I talk to people in the gym – the guy on the next bench or someone loading up a barbell for a heavy deadlift set – and I find that everyone is highly attached to the workout they do. They have their sets, reps, and intensity dialed in, they are doing extra accessory work to improve their shoulders or arms, they’re following a new split, or they have some reason for doing what they do. But when I ask them about what they do for recovery, I often hear the same thing – “Yeah, I really should be doing more of that.”

Most of us, myself included for many years, see rest days as a break from thinking about the gym, a day off after the hard work has been done. But when I started thinking about my rest days as a part of my workout plan, I began to see gains I didn’t know I was missing.

If you have locked down your workouts and nutrition and are looking for new ways to optimize your performance, read how I do it and consider adding some easy, active recovery into your schedule.
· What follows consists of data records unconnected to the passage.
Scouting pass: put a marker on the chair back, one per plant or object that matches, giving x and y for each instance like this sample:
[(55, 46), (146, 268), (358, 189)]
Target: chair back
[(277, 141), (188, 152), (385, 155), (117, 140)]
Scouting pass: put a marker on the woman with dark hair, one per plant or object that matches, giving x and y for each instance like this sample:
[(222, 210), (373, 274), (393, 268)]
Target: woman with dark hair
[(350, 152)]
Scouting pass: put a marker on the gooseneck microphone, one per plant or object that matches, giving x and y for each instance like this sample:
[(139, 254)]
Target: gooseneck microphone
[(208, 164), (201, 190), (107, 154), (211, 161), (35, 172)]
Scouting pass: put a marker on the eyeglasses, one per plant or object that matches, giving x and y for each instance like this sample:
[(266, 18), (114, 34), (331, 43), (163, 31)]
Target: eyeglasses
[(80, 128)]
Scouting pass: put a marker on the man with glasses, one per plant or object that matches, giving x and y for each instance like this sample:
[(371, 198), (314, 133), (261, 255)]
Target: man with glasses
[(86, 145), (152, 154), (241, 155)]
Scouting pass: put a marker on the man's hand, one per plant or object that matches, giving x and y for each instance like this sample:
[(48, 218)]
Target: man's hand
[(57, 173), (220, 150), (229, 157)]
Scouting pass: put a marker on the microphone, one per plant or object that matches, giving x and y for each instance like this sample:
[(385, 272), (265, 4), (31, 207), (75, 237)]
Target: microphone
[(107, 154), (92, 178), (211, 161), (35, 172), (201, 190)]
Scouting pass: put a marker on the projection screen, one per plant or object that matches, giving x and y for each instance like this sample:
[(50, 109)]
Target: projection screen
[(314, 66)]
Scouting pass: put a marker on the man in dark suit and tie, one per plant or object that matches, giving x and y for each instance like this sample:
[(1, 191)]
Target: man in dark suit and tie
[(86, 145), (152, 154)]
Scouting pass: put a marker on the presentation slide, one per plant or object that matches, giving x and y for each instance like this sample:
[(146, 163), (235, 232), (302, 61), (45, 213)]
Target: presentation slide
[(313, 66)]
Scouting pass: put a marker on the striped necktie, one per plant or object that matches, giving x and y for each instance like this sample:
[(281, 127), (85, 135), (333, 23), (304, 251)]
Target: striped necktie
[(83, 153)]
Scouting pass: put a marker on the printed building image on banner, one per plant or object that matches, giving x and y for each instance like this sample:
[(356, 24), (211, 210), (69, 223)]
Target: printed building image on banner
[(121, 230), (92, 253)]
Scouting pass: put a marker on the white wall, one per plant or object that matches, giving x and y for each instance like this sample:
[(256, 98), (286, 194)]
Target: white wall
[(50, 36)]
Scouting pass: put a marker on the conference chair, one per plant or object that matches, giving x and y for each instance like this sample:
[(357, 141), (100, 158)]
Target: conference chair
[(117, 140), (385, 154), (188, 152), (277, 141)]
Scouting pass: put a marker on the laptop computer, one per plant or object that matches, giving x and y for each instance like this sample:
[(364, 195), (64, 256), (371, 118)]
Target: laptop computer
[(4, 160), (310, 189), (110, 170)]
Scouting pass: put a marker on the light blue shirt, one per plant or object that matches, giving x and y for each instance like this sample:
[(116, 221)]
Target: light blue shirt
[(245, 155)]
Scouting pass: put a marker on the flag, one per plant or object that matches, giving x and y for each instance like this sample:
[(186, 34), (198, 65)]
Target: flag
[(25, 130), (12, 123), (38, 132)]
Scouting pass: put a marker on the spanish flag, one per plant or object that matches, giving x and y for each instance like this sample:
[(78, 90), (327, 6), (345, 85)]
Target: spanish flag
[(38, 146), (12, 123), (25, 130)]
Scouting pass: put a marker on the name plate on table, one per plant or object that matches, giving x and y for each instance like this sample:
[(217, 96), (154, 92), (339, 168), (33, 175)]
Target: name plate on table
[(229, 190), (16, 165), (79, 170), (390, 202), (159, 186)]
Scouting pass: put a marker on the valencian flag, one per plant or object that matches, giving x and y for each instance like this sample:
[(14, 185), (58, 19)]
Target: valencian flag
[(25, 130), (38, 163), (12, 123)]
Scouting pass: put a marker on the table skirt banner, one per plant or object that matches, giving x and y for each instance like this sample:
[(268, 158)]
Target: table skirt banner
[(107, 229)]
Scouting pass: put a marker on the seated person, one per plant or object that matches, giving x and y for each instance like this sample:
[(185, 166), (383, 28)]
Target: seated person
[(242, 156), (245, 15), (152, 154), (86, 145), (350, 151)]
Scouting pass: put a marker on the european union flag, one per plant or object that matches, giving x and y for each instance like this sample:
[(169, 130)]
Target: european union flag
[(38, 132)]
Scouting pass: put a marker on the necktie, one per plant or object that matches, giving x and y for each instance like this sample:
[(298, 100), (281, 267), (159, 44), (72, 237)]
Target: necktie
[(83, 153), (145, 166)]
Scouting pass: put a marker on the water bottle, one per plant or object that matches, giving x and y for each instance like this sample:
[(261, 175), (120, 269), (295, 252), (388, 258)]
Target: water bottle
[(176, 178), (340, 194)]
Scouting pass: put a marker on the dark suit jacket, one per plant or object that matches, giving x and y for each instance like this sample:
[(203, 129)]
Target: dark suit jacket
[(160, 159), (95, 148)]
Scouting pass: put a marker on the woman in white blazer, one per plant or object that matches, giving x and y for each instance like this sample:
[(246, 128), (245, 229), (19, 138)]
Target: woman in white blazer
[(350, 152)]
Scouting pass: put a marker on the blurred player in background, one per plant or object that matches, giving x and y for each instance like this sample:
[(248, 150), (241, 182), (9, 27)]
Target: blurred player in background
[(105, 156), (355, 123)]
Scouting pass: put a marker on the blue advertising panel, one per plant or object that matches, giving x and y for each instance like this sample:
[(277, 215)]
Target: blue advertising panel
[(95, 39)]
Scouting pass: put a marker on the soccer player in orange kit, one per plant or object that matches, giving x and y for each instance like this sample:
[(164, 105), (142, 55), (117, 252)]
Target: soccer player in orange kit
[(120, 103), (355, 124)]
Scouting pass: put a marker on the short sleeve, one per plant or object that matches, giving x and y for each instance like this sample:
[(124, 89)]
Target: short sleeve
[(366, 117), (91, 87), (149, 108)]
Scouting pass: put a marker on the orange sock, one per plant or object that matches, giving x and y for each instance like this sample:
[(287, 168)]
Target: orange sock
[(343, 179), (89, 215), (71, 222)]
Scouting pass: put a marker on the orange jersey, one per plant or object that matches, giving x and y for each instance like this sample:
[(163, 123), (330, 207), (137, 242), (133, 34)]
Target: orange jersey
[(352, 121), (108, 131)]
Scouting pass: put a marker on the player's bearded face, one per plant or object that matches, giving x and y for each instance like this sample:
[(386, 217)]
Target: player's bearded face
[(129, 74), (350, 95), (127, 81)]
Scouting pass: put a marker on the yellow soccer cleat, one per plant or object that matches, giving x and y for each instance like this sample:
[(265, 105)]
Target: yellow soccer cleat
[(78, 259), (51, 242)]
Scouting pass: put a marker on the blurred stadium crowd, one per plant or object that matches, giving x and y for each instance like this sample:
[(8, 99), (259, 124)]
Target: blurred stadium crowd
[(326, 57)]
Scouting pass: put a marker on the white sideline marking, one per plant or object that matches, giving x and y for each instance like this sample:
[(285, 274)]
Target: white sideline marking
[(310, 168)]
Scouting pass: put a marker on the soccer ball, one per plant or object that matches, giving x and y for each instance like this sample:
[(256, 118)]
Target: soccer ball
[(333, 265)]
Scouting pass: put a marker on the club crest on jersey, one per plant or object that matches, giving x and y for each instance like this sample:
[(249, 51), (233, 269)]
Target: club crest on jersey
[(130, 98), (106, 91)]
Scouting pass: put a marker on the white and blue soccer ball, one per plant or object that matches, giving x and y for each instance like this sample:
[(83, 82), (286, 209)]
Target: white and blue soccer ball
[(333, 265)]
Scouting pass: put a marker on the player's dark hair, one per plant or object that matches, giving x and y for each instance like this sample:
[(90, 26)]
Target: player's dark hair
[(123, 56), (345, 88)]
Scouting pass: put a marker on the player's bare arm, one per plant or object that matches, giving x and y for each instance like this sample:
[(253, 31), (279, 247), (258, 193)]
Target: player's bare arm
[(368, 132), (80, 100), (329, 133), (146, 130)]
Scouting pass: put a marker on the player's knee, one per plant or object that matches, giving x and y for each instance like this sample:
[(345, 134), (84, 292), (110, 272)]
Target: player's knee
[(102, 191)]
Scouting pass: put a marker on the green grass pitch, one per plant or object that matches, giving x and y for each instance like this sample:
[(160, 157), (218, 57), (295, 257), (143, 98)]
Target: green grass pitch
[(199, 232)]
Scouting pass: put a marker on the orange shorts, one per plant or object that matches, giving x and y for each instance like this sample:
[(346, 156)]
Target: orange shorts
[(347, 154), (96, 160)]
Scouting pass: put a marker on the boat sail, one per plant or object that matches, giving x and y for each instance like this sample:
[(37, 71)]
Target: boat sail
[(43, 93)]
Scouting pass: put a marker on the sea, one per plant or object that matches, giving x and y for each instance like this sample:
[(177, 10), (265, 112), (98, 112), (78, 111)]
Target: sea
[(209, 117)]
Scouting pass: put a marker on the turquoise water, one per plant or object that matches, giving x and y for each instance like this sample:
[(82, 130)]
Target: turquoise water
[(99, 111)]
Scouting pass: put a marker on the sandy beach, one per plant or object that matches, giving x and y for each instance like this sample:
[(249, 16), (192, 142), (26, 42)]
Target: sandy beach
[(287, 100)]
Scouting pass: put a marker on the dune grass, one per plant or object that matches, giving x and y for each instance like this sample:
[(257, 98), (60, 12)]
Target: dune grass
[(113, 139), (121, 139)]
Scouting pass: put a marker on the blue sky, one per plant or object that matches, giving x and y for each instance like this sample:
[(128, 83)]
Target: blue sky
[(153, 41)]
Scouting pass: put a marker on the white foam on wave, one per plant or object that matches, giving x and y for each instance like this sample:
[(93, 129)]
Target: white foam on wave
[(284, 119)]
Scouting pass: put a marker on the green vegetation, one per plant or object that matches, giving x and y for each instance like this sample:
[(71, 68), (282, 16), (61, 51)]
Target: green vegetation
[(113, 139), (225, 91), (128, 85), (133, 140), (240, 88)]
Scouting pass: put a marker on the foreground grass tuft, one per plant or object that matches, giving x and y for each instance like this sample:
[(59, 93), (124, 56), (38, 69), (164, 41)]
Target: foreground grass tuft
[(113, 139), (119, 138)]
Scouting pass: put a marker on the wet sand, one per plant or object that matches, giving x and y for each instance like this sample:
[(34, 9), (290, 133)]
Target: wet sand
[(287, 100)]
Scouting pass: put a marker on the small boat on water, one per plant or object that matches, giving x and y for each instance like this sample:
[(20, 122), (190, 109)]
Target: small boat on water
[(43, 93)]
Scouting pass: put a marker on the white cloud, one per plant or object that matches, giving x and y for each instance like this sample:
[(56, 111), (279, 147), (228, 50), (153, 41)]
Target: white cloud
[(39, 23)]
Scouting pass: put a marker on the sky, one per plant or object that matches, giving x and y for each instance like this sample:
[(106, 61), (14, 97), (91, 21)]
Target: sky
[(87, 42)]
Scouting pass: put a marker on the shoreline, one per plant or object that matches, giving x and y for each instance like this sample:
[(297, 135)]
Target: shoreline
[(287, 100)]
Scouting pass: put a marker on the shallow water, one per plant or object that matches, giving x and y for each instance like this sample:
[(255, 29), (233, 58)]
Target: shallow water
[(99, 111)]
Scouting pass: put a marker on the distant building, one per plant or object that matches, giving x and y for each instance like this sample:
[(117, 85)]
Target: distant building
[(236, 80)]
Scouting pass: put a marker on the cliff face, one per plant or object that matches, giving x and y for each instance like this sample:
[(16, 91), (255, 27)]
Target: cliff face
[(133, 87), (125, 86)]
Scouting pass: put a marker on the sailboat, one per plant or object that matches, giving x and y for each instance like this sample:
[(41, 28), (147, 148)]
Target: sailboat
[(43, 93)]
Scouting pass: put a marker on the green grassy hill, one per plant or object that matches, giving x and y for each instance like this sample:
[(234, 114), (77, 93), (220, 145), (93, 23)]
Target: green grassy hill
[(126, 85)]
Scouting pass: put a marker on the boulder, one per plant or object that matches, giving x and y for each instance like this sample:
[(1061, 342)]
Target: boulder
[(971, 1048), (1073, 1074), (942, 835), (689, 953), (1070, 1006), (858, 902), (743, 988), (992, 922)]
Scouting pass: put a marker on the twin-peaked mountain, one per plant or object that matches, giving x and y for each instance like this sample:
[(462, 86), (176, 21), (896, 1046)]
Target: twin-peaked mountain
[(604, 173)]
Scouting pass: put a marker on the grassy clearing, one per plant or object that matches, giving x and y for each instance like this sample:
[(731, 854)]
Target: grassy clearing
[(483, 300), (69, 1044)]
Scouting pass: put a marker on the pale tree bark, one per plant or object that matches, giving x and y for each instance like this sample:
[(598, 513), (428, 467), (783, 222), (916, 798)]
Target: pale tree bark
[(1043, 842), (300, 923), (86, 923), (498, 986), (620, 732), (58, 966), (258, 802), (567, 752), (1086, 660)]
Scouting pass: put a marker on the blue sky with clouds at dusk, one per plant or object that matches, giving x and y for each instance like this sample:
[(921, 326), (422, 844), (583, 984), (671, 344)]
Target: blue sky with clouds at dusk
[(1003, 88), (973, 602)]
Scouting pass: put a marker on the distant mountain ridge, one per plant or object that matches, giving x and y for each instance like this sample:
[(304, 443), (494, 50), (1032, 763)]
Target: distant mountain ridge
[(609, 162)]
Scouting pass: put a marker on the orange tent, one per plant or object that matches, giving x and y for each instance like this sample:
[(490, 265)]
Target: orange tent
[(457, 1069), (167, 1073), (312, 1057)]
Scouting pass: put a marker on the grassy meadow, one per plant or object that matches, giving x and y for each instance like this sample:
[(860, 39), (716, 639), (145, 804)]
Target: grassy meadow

Active Recovery Beats Doing Nothing

You’ve put in all that hard grind time in the gym, you’ve broken down muscle fibers and wiped the sweat from black leather benches, you’ve calloused your hands on barbell knurling, and gotten more than your membership fees worth. Now is the time to let the body recover and grow. Now is the time for your hard work to turn into solid gains. Mess up your recovery, and your lifts might go down instead of up next week. Diet is a huge part of building muscle and recovering fully between workouts, but everyone talks about diet – I want to focus instead on what you do on your days off.

Of course, the temptation is to do nothing – it’s a rest day, after all – but research shows that do-nothing rest days aren’t optimal. Want to make the most of your rest days? You need active rest days. That review is a meta-study that looked at and analyzed 150 potentially eligible studies between 1998 and 2014. They took in the results of as many studies as they could find concerning the effects of active recovery and found:

“The review demonstrated that AR interventions lasting 6-10 minutes revealed consistently positive effects on performance”

A Systematic Review on the Effectiveness of Active Recovery Interventions on Athletic Performance of Professional-, Collegiate-, and Competitive-Level Adult Athletes

Unfortunately, the study was only able to show that there was a benefit from doing some active recovery activity and not to explore what the optimum activities were. But, it’s simple enough to come up with a few reasonable ideas of what would make good active recovery.

  • 1. It isn’t too intense – else it just becomes another workout.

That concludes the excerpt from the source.